10. There is another aspect of the matter. In paragraph 6 of the reply filed by the respondents they have mentioned the dates of the lodgement of the shares as well as the date of transfer and the name of the transferees. It also discloses that all the disputed 500 shares had been dematerialised.
That apart the respondent-company has also furnished names and addresses of the concerned transferees including NSDL to the petitioner vide their letter dated 2-4-2001 but despite the same the petitioner has not initiated any steps to implead them as parties to the present proceedings. After dematerialisation of shares, the company has no control over the movement of dematerialised shares which may have changed hands several times over and the identity of the shares has been lost. In the absence of the aforesaid parties as well as the brokers (especially Shri Sunil Kumar Jain) through whom the transaction had taken place, it will not be possible to prove that there was fraud and forgery in the transfer of the said 500 shares.
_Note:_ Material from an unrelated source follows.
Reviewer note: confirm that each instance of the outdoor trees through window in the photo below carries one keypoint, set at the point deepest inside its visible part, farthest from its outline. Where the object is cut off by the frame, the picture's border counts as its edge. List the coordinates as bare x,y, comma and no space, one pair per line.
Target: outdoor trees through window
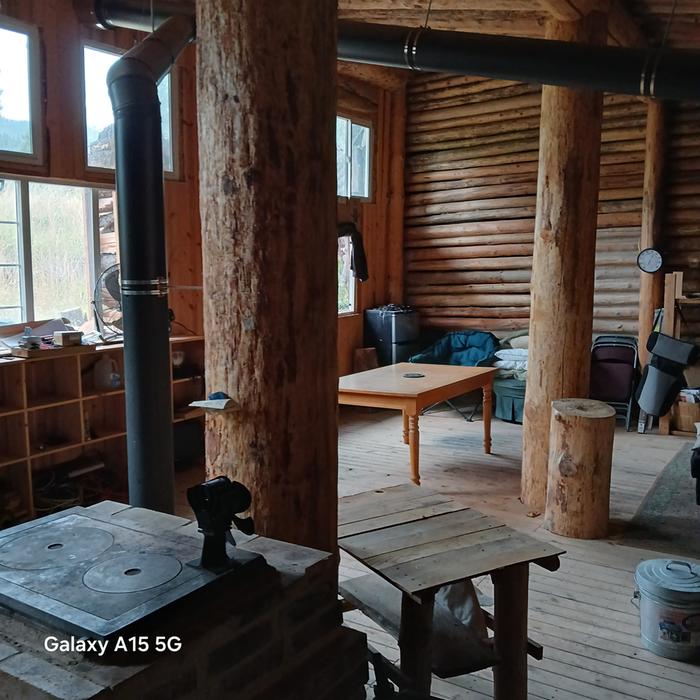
18,108
99,121
54,242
This Board had in the case of Subhash Chandra v. Vardhman Spinning Mills [1994] 13 CLA 385 held that all persons to whom shares were transferred subsequent to the registration should be impleaded as parties before rectification of the register of members or to restore status quo ante could be ordered. As the petitioner has not impleaded the transferees as well as the brokers through whom the transaction had taken place, the petition suffers from a serious defect of non joinder of necessary parties. Besides no effective order can be passed in their absence.
11. For the reasons stated above, the petition deserves to be dismissed and is hereby dismissed. No order as to cost.